Résumé de la décision
La Cour de cassation, chambre criminelle, a statué sur le pourvoi formé par M. Mikaël Z... contre l'ordonnance du président de la chambre correctionnelle de la cour d'appel de Pau, qui avait déclaré non admis son appel d'un jugement le condamnant pour vol en récidive et escroquerie à trois mois d'emprisonnement. Par cette décision, la Cour a rejeté le pourvoi, considérant que le mémoire personnel de M. Z... était irrecevable, n'ayant pas été déposé dans les délais légaux.
Arguments pertinents
L'un des arguments clés de la décision repose sur le respect des délais de procédure. Selon l'article 585-1 du Code de procédure pénale, un condamné pénalement doit déposer un mémoire au greffe dans un délai de dix jours suivant la date du pourvoi. En l'espèce, M. Z... a transmis son mémoire personnel seulement le 18 décembre 2017, alors que son pourvoi date du 15 novembre 2017, dépassant ainsi le délai d'un mois prévu pour la transmission à la Cour de cassation. La Cour a ainsi souligné que "à défaut d'une telle dérogation, le mémoire personnel de M. Z..., parvenu à la Cour de cassation le vendredi 18 décembre 2017, le pourvoi étant daté du 15 novembre 2017, est irrecevable".

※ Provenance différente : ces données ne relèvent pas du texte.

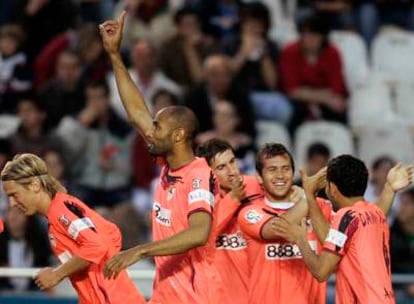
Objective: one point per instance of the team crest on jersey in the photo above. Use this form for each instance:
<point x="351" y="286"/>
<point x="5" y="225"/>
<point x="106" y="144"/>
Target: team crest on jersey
<point x="52" y="240"/>
<point x="162" y="215"/>
<point x="64" y="220"/>
<point x="171" y="192"/>
<point x="196" y="183"/>
<point x="252" y="216"/>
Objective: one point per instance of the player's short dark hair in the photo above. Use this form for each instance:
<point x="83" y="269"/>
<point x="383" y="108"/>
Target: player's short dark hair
<point x="271" y="150"/>
<point x="212" y="147"/>
<point x="257" y="11"/>
<point x="349" y="174"/>
<point x="318" y="148"/>
<point x="183" y="12"/>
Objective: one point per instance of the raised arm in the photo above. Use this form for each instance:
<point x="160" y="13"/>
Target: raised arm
<point x="131" y="97"/>
<point x="398" y="178"/>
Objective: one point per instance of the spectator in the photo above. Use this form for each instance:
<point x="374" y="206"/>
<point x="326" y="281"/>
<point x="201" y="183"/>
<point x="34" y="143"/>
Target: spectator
<point x="86" y="42"/>
<point x="101" y="172"/>
<point x="218" y="86"/>
<point x="312" y="75"/>
<point x="182" y="55"/>
<point x="317" y="157"/>
<point x="32" y="136"/>
<point x="64" y="94"/>
<point x="22" y="244"/>
<point x="254" y="61"/>
<point x="145" y="74"/>
<point x="402" y="241"/>
<point x="15" y="77"/>
<point x="226" y="121"/>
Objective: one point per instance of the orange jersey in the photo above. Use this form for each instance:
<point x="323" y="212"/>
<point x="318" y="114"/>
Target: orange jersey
<point x="277" y="271"/>
<point x="77" y="230"/>
<point x="186" y="277"/>
<point x="231" y="255"/>
<point x="360" y="235"/>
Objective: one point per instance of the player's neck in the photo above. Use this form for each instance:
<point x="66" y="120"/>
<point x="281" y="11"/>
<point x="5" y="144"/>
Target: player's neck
<point x="179" y="159"/>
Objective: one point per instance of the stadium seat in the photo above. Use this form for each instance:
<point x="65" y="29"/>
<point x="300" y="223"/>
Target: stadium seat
<point x="354" y="57"/>
<point x="334" y="135"/>
<point x="393" y="139"/>
<point x="268" y="131"/>
<point x="371" y="104"/>
<point x="404" y="105"/>
<point x="8" y="125"/>
<point x="392" y="55"/>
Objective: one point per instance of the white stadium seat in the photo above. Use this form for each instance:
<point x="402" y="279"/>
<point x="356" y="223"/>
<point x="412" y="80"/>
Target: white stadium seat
<point x="334" y="135"/>
<point x="354" y="57"/>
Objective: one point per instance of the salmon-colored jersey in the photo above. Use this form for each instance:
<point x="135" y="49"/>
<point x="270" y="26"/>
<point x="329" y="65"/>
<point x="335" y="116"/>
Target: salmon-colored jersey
<point x="277" y="271"/>
<point x="231" y="255"/>
<point x="186" y="277"/>
<point x="360" y="235"/>
<point x="77" y="230"/>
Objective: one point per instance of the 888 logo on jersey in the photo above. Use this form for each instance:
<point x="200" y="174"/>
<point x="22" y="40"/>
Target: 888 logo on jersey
<point x="233" y="241"/>
<point x="285" y="251"/>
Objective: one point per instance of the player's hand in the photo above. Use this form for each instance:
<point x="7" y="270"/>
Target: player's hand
<point x="314" y="183"/>
<point x="399" y="177"/>
<point x="121" y="261"/>
<point x="290" y="231"/>
<point x="47" y="278"/>
<point x="111" y="33"/>
<point x="238" y="189"/>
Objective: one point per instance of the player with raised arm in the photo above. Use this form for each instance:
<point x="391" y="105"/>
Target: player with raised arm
<point x="80" y="238"/>
<point x="184" y="197"/>
<point x="357" y="245"/>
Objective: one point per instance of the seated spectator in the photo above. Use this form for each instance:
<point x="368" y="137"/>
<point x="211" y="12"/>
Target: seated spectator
<point x="22" y="244"/>
<point x="182" y="55"/>
<point x="317" y="157"/>
<point x="15" y="77"/>
<point x="378" y="178"/>
<point x="101" y="171"/>
<point x="254" y="63"/>
<point x="146" y="75"/>
<point x="402" y="242"/>
<point x="218" y="86"/>
<point x="32" y="135"/>
<point x="226" y="121"/>
<point x="86" y="42"/>
<point x="147" y="19"/>
<point x="312" y="75"/>
<point x="63" y="95"/>
<point x="220" y="17"/>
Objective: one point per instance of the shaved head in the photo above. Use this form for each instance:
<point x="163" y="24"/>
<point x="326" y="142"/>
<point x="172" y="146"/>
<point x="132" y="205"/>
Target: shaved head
<point x="181" y="117"/>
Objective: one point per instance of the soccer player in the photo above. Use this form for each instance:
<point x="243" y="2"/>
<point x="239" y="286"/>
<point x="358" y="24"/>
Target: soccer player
<point x="236" y="190"/>
<point x="277" y="272"/>
<point x="80" y="238"/>
<point x="357" y="245"/>
<point x="184" y="198"/>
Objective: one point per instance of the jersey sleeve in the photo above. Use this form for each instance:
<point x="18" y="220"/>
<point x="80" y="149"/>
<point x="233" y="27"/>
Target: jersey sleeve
<point x="74" y="222"/>
<point x="341" y="231"/>
<point x="202" y="186"/>
<point x="252" y="219"/>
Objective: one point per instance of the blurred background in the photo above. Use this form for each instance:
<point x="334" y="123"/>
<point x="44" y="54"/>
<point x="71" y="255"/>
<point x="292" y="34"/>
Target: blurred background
<point x="322" y="77"/>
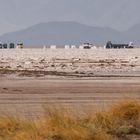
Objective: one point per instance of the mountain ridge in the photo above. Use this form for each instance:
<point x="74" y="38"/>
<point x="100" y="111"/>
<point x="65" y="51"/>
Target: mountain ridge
<point x="61" y="33"/>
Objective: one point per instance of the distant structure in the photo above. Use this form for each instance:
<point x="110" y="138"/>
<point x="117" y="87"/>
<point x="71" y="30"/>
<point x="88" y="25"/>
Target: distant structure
<point x="109" y="45"/>
<point x="73" y="46"/>
<point x="6" y="46"/>
<point x="19" y="46"/>
<point x="87" y="46"/>
<point x="67" y="47"/>
<point x="11" y="45"/>
<point x="53" y="47"/>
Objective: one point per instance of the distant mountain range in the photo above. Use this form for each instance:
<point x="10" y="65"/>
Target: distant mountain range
<point x="61" y="33"/>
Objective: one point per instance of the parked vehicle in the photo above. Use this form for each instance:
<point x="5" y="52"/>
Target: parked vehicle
<point x="109" y="45"/>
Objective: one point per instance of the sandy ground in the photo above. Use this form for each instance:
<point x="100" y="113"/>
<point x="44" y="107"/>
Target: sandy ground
<point x="94" y="62"/>
<point x="29" y="97"/>
<point x="31" y="79"/>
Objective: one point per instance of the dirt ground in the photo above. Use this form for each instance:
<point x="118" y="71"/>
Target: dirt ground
<point x="29" y="97"/>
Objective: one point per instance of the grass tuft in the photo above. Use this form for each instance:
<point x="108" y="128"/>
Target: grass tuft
<point x="115" y="123"/>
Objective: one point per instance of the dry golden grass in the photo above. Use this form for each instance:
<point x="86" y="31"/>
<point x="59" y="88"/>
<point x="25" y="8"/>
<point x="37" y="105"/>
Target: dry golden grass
<point x="114" y="123"/>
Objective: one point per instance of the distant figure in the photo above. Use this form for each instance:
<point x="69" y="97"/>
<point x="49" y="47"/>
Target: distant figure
<point x="11" y="45"/>
<point x="67" y="46"/>
<point x="0" y="45"/>
<point x="73" y="46"/>
<point x="53" y="47"/>
<point x="44" y="47"/>
<point x="19" y="46"/>
<point x="4" y="45"/>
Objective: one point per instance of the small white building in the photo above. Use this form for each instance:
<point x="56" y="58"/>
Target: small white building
<point x="67" y="47"/>
<point x="53" y="47"/>
<point x="73" y="46"/>
<point x="81" y="47"/>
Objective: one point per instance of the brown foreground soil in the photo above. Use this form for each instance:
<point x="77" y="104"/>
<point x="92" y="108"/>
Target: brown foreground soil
<point x="30" y="96"/>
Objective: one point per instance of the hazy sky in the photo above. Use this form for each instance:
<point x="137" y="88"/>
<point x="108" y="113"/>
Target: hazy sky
<point x="118" y="14"/>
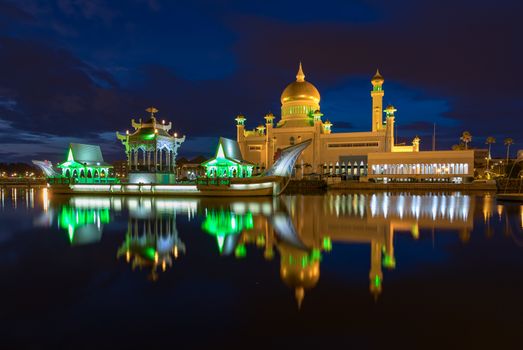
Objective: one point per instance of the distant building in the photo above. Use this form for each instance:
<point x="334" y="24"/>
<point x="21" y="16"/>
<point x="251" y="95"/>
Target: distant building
<point x="190" y="169"/>
<point x="120" y="169"/>
<point x="228" y="161"/>
<point x="447" y="166"/>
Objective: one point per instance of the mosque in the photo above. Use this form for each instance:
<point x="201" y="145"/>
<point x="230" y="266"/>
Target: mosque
<point x="368" y="154"/>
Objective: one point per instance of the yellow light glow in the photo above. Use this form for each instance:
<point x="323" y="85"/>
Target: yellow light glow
<point x="45" y="199"/>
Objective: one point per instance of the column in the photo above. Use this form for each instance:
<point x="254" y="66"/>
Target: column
<point x="155" y="159"/>
<point x="161" y="159"/>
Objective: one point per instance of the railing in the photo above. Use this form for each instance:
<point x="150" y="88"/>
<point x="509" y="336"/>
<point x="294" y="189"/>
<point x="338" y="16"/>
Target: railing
<point x="214" y="181"/>
<point x="84" y="180"/>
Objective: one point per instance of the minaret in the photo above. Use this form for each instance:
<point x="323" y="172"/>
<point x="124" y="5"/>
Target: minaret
<point x="240" y="128"/>
<point x="389" y="129"/>
<point x="240" y="132"/>
<point x="269" y="121"/>
<point x="377" y="101"/>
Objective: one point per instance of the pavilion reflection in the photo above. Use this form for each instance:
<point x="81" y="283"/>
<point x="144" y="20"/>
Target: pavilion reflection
<point x="302" y="229"/>
<point x="151" y="242"/>
<point x="297" y="231"/>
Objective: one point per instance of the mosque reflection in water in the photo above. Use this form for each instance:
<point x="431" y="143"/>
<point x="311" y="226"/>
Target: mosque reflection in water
<point x="297" y="230"/>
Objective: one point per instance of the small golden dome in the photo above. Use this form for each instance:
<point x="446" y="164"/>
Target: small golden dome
<point x="300" y="90"/>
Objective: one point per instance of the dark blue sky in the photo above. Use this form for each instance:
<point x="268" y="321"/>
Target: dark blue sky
<point x="78" y="70"/>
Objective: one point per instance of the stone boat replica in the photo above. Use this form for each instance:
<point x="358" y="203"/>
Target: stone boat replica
<point x="271" y="183"/>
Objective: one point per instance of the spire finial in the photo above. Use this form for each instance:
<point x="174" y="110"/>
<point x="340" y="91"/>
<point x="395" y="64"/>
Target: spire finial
<point x="377" y="76"/>
<point x="300" y="76"/>
<point x="299" y="293"/>
<point x="152" y="110"/>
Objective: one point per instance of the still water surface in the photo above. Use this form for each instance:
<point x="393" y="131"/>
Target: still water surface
<point x="384" y="269"/>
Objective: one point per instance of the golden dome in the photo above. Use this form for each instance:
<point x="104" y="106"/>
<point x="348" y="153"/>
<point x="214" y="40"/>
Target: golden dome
<point x="300" y="90"/>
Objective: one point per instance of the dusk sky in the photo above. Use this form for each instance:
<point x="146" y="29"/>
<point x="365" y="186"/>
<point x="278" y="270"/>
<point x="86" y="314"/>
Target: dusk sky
<point x="78" y="71"/>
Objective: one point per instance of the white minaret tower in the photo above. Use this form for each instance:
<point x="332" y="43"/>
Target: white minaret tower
<point x="377" y="101"/>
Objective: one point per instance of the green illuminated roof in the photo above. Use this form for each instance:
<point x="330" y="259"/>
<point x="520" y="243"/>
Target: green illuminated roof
<point x="228" y="149"/>
<point x="85" y="154"/>
<point x="148" y="133"/>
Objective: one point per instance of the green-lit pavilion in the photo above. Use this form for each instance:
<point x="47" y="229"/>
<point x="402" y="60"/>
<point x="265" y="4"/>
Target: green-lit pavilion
<point x="85" y="162"/>
<point x="228" y="161"/>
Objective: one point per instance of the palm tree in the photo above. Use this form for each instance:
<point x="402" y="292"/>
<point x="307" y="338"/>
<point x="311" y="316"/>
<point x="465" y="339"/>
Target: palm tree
<point x="508" y="142"/>
<point x="466" y="137"/>
<point x="490" y="141"/>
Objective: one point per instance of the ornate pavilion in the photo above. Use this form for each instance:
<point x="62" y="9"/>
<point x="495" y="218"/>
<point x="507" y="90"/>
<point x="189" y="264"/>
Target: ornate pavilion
<point x="151" y="150"/>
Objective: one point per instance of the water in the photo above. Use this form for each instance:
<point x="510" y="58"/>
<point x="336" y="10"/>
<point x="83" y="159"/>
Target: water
<point x="383" y="269"/>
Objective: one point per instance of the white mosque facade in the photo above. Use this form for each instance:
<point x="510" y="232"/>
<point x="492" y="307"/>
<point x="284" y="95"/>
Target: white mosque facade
<point x="353" y="154"/>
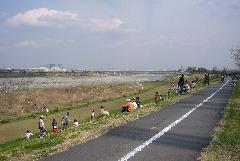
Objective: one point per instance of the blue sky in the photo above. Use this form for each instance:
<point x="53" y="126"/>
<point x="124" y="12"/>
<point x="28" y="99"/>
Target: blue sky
<point x="119" y="34"/>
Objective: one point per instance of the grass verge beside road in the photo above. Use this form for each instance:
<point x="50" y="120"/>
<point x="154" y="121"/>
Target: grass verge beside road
<point x="39" y="147"/>
<point x="225" y="145"/>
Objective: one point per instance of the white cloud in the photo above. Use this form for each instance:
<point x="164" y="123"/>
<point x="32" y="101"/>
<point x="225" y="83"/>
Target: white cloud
<point x="44" y="17"/>
<point x="100" y="24"/>
<point x="27" y="43"/>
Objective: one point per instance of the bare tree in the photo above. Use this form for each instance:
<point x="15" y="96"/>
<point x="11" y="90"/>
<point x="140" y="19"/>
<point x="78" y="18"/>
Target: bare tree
<point x="236" y="55"/>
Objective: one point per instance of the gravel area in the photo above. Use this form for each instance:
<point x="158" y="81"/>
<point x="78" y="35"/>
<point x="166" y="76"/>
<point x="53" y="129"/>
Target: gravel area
<point x="58" y="82"/>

Interprétations et citations légales
La décision s'appuie sur l'interprétation stricte des délais prescrits par la loi. L'article en question, Code de procédure pénale - Article 585-1, stipule que "le demandeur condamné pénalement [...] doit le faire parvenir au greffe de la Cour de cassation dans un délai d'un mois, sauf dérogation accordée par le président de la chambre criminelle". La Cour de cassation, en confirmant que M. Z... n'avait pas reçu de dérogation et en constatant la tardiveté de son mémoire, a affirmé que cela entraînait son irrecevabilité.
Cette décision rappelle l'importance du respect des délais procéduraux en matière pénale, soulignant que la rigueur dans les procédures est essentielle pour assurer l'efficacité de la justice tout en préservant les droits des justiciables. En l’absence de justification légale ou de dérogation expliquant ce retard, la jurisprudence souligne que les délais doivent être respectés pour préserver la constance et l'intégrité des procédures judiciaires.